His real name is Kevin. But in his world, Kevin is irrelevant.
The "Hotguy" lifestyle is not, as his detractors assume, a shallow pursuit of thirst traps and sponsored protein powder. It is a rigorous spiritual discipline. His loft, a converted pickle factory in a gentrifying pocket of Atlanta, is a temple to minimalist hedonism. The only furniture is a floor mattress (organic shredded latex, $4,200), a single ceramic mug (thrown by a blind monk in Kyoto), and a ring light that retracts into the ceiling like a James Bond gadget.
He didn’t flinch. He poured her a cup of mushroom tea (reishi, not psychedelic—he’s not a monster). Then he said this: hotguysfuck dharma
His followers don’t just want fitness. They want sermons .
Critics call him a grifter. They say you can’t sell $89 “Karma Candles” (scent: Sandalwood and Ambition ) and claim detachment from material wealth. They say a man who does bicep curls while reciting the Heart Sutra has missed the point entirely. His real name is Kevin
The man known to 2.4 million followers as @HotguyDharma does not own an alarm clock. He wakes at 5:17 AM each morning because the stray cat who lives on his fire escape—a mangy, one-eared tabby named Bodhi—begins softly tapping the glass with one paw. This, he believes, is karma . Not the cosmic payback kind, but the simple, elegant mechanics of cause and effect: he fed Bodhi once, and now Bodhi delivers enlightenment before sunrise.

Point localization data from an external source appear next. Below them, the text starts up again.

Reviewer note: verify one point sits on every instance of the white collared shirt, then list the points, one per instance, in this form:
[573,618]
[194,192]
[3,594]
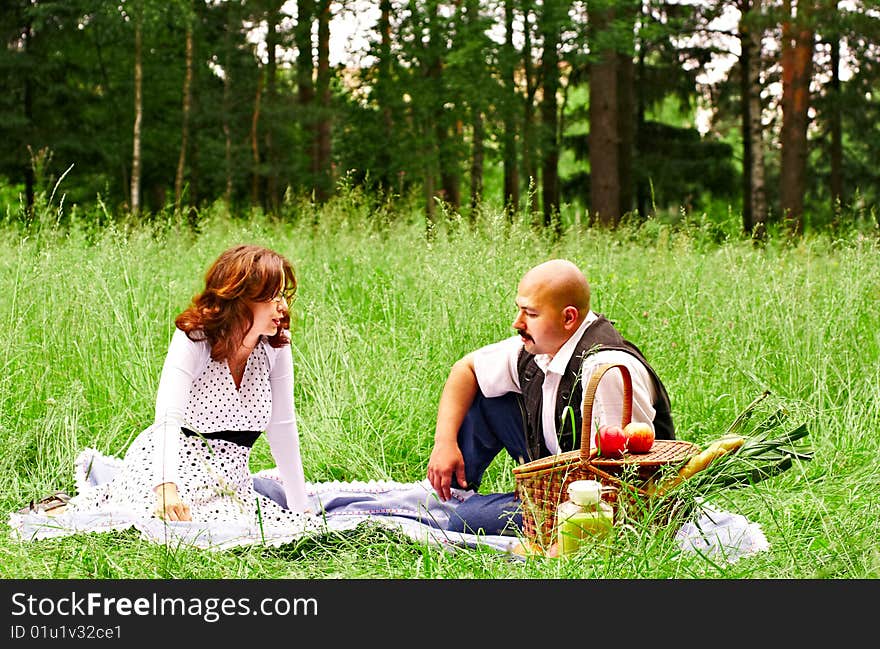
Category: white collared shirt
[496,370]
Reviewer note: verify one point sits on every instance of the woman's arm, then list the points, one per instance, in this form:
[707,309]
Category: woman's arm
[282,433]
[184,361]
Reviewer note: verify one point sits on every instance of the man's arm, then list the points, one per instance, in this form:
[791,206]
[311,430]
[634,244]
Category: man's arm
[457,396]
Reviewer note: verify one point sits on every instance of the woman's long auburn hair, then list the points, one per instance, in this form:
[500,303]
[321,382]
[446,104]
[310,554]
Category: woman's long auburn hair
[220,313]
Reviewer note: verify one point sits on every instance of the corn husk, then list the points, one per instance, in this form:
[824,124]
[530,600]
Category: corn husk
[756,446]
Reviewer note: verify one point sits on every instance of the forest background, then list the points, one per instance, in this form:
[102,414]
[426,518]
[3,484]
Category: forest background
[762,113]
[726,216]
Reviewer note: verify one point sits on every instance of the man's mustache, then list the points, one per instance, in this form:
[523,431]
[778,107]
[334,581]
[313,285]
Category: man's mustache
[522,332]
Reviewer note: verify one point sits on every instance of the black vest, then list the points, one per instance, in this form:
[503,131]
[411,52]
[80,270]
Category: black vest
[599,336]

Then he glances at his phone. One notification glows: a new comment on his Cold Plunge post. It is a rigorous spiritual discipline
Kevin—Hotguy Dharma—has a response, though he rarely gives it directly. Instead, he invites the critics to his weekend retreat, “Sweat Your Samsara.” For $1,200, attendees do hot yoga in a warehouse while listening to lo-fi remixes of Buddhist chants. At night, they sit around a fire pit. A guest last fall, a journalism student named Mira, asked him the hard question: “Isn’t this all just spiritual capitalism with better abs?”